TeraWulf erzielte im Q2 44,8 Mio. USD Umsatz, HPC-Vermietung stieg um 52 % auf 31,9 Mio. USD. 19-Mrd.-USD-Anthropic-Deal abgeschlossen. Nettoverlust 940 Mio. USD, vor allem durch Google-Warrant-Anpassungen.
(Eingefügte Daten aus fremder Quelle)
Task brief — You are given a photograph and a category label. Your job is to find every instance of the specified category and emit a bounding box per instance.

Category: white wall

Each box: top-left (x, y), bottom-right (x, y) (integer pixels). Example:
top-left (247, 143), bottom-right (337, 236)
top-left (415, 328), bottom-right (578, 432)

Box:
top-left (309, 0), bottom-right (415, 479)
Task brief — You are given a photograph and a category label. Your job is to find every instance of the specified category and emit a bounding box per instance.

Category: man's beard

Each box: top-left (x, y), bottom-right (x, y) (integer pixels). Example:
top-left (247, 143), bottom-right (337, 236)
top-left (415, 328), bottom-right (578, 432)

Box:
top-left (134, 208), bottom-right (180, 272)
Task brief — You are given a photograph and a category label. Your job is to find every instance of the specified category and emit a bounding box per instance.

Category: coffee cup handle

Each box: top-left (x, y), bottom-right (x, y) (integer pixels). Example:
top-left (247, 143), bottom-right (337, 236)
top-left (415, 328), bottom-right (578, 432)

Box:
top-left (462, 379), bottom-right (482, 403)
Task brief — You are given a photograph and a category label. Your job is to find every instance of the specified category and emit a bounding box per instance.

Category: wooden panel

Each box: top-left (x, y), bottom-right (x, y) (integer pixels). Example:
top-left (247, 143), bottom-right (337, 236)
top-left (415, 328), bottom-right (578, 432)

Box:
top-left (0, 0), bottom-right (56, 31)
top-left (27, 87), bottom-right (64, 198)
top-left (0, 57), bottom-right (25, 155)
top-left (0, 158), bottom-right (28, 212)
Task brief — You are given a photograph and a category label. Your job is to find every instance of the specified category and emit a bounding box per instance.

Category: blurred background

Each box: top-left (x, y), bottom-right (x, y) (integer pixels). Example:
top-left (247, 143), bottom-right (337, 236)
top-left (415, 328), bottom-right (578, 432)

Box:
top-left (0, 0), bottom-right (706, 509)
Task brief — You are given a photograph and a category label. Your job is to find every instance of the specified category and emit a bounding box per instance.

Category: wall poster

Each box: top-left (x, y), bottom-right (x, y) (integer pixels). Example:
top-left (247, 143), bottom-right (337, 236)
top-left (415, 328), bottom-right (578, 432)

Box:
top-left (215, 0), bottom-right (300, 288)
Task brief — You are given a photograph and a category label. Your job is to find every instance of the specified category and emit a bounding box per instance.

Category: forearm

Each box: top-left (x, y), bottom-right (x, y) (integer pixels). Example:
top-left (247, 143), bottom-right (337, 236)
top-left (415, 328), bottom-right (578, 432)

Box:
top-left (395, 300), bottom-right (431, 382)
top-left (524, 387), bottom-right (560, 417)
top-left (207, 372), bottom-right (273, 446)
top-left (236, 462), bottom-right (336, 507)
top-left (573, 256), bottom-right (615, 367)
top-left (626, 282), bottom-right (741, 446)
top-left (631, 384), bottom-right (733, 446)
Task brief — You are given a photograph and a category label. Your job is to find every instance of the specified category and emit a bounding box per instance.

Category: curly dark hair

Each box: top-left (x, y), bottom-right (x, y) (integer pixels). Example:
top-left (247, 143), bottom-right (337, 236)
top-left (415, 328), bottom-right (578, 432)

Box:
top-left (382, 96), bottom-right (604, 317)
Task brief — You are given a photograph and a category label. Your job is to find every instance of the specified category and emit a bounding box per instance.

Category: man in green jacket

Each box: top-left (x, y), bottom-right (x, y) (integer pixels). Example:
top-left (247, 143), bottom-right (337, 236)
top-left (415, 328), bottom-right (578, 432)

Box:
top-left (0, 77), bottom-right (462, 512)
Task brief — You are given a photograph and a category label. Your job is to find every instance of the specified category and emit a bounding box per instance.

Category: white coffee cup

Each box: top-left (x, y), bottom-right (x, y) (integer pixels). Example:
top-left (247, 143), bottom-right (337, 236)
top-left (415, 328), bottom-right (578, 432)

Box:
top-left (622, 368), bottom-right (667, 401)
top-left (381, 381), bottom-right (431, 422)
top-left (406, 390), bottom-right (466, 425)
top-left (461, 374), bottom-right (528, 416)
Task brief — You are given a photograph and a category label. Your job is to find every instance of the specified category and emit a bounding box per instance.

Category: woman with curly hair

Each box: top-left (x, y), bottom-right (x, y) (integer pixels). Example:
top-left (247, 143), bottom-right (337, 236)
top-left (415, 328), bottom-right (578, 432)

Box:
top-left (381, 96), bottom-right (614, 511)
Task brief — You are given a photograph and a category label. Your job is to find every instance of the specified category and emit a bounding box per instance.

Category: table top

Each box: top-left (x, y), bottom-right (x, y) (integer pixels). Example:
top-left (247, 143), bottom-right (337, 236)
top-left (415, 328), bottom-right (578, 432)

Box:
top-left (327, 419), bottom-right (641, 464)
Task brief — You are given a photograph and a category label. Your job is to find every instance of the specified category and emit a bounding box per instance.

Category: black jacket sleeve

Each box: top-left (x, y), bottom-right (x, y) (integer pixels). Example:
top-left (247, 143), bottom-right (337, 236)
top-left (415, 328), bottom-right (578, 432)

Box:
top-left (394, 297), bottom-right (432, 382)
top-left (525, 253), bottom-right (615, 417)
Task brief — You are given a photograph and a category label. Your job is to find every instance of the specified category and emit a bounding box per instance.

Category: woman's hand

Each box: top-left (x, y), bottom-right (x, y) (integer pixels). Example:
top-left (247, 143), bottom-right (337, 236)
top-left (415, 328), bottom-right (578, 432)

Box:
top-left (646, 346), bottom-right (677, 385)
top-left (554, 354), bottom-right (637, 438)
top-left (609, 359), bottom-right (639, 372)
TeraWulf meldete für das zweite Quartal 2026 einen Umsatz von 44,8 Mio. USD. High-Performance-Computing-(HPC)-Vermietungen trugen mit 31,9 Mio. USD etwa 71 % zum Gesamtumsatz bei – ein Anstieg um 52 % gegenüber dem Vorquartal. Die Einnahmen aus digitalen Vermögenswerten blieben mit 12,8 Mio. USD stabil, gingen jedoch im Jahresvergleich deutlich zurück. Das Unternehmen verzeichnete einen Nettoverlust von fast 940 Mio. USD, hauptsächlich aufgrund einer Anpassung von 755,7 Mio. USD im Zusammenhang mit Google-Warrants infolge des gestiegenen Aktienkurses. TeraWulf beendete das Quartal mit rund 3 Mrd. USD an liquiden Mitteln und gebundenen Barmitteln zur Unterstützung laufender und zukünftiger Projekte. Operativ erreichte die IT-Kapazität von Lake Mariner nach Fertigstellung der CB-3-Anlage 102 MW, weitere 336 MW befinden sich im Bau. Die Übernahme des Muskie Data Campus in Kentucky wurde abgeschlossen und ermöglicht Zugang zu bis zu 1 GW Strom. Ein 20-Jahres-Mietvertrag mit Anthropic am Justified Campus soll etwa 19 Mrd. USD an anfänglichen Vertragsumsätzen bringen. TeraWulf hält am Jahresziel fest, 250 MW bis 500 MW neue IT-Kapazität zu unterzeichnen.